A travers les thèmes abordés, Noussoura veut prouver plusieurs choses. « D’abord qu’un syndicaliste n’est pas la pour perturber l’ordre, mais aussi pour proposer ». Il souligne ensuite la frustration des mahorais « d’avoir jusqu’à présent subi les décisions parisiennes. C’est pourquoi les acteurs locaux doivent participer à l’élaboration de ce document cadre de développement de Mayotte, pour se l’approprier et le défendre ».
Et, reprenant la citation de J.F.Kennedy, « ne vous demandez pas ce que l’Etat peut faire pour vous, mais ce que vous pouvez apporter à l’Etat ». Une maxime « à appliquer dans tous les domaines ».
Le deuxième « discours de la méthode » concerne les délais exagérés de sortie des textes relatifs à Mayotte. « C’est le cas de l’alignement du régime de retraite sur la métropole pour lequel on nous dit qu’un amendement est pris. Les textes devraient être rédigés en collaboration entre les partenaires sociaux locaux et les services ministériels. Un accord trouvé en discutant est plus bénéfique que les allers retours sans fin des textes ».

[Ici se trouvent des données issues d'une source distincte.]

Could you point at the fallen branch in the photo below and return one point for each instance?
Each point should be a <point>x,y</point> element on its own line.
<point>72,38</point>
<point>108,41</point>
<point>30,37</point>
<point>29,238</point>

Le prix social des économies
Sans cette organisation collaborative, la grogne pourrait de nouveau monter : « nous attendons toujours la révision de l’accord cadre du 8 avril 2009, pourtant demandé par Marylise Lebranchu, sur l’intégration des agents dans les trois fonctions publiques », comme « la désignation de cadre A et A+ locaux lorsqu’ils ont les compétences, qui a été stoppée sans que l’on sache pourquoi », ou encore l’attente de la lettre de mission qui doit mandater le préfet sur la rédaction du fameux document cadre « il doit servir à Hollande lors de sa venue à Mayotte en juillet ».
Lorsqu’on laisse pourrir la situation, il ne sort rien de bon. « Quand nous étions jeunes, nous avions une visibilité sur l’emploi. Nous devons donner envie à nos enfants d’y arriver ». Des exemples concrets, il en a plein la tête, « en développant un produit spécifique pour les cantines scolaires, on peut lancer une filière comme cela s’est fait pour les yaourts en métropole ».
Le problème des moyens se pose en période d’austérité où le gouvernement cherche à économiser 50 milliards d’euros : « Pour faire des économies à Mayotte, il faut justement mettre aujourd’hui les moyens qui conviennent pour qu’on ne paie pas demain dix fois la facture ».